The FBI wants to mine social media for data it hopes can predict future terrorist attacks. But that's not the only way to use Facebook and Twitter as crystal balls
posted on February 13, 2012, at 1:39 PM
A new flock of companies is devoted to analyzing social media data ranging from Facebook posts and tweets to Wikipedia edits and web searches with an eye to predicting everything from Oscar winners to terrorist attacks.
A new flock of companies is devoted to analyzing social media data ranging from Facebook posts and tweets to Wikipedia edits and web searches with an eye to predicting everything from Oscar winners to terrorist attacks. Photo: Helen King/Corbis SEE ALL 110 PHOTOS
The FBI, the Pentagon, and U.S. foreign intelligence agencies are asking outside programmers to design software that will let them sift through the billions of Facebook posts, tweets, and the rest of the universe of social media to get a better, real-time fix on what's going on in the world — and what could happen next. But spy shops are hardly the only ones trying to harness the power of social media to predict the future. Here, six ways data miners are trying to turn Facebook and other social networks into digital crystal balls:
1. Predicting terrorist attacks
The FBI and Director of National Intelligence's office are seeking software that will search through the mountains of "publicly available" data available online — Facebook posts, Wikipedia edits, web searchers, tweets, traffic cameras — and fuse it with intelligence data and maps to "beat the news" by predicting events about to happen. "If [you think] that sounds suspiciously like Minority Report, you're not alone," says Andrew Couts in Digital Trends. We applaud anything that helps "stop truly 'bad guys'... who want to blow up a football stadium." But who do the feds consider "bad guys" today? "Hackers like Anonymous? Wikileaks supporters? Occupy Wall Street protesters? Everyone?"

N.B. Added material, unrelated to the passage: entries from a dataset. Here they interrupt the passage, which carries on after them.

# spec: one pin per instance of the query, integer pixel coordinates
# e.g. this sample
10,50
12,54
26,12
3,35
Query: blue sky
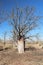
9,4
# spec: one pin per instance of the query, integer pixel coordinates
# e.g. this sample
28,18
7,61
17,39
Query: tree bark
21,46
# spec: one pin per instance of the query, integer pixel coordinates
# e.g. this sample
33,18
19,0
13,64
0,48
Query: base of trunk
20,46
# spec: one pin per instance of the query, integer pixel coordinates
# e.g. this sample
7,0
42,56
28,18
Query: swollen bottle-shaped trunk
21,45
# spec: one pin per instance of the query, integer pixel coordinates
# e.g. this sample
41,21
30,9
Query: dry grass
31,56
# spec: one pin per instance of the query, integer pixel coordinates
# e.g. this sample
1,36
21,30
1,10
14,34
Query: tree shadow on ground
30,48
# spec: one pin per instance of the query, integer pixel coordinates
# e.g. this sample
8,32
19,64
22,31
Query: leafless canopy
23,20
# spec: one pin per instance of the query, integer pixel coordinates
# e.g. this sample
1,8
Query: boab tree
23,21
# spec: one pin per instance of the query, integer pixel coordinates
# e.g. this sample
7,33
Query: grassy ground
30,57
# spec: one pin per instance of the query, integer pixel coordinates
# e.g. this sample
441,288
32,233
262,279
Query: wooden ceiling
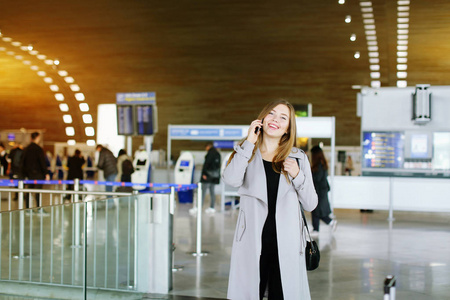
209,62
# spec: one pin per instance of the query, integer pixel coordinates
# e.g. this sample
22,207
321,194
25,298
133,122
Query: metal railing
91,244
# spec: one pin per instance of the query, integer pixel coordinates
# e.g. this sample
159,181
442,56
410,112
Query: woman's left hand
291,166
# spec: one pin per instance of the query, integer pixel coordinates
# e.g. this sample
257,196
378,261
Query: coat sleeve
234,173
304,185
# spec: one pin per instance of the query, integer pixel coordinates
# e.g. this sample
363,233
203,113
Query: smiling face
276,123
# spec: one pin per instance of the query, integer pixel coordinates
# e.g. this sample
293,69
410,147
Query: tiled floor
354,260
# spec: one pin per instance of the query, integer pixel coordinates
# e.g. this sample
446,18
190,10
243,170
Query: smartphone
259,127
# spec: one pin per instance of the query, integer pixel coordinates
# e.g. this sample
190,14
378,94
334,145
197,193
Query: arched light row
64,107
372,42
402,42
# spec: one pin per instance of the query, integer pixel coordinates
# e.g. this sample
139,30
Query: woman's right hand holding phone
254,131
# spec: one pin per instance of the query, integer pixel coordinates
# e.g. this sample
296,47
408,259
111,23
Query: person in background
349,166
15,157
3,160
34,165
108,163
75,165
319,167
274,180
125,169
210,175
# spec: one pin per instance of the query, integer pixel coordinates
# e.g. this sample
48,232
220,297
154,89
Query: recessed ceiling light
70,131
402,83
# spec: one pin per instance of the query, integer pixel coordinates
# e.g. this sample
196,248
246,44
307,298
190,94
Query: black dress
268,262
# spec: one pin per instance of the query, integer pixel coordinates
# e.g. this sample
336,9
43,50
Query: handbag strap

2. Forecasting election winners
Social media has become a powerful, if imperfect, tool for predicting the winner of the presidential primaries and caucuses this election cycle. As the analysis tools improve, that's bad news for pollsters, says Derrick Harris in GigaOm. It's likely that "the thoughts of a few million people speaking freely are more telling than those of a substantially smaller number of people willing to pick up the phone or waste 30 minutes of their day answering questions." On a creepier level, says Keya Dannenbaum in The Huffington Post, "political data companies are buying up scores of commercial data on each of you," to predict how you personally will vote.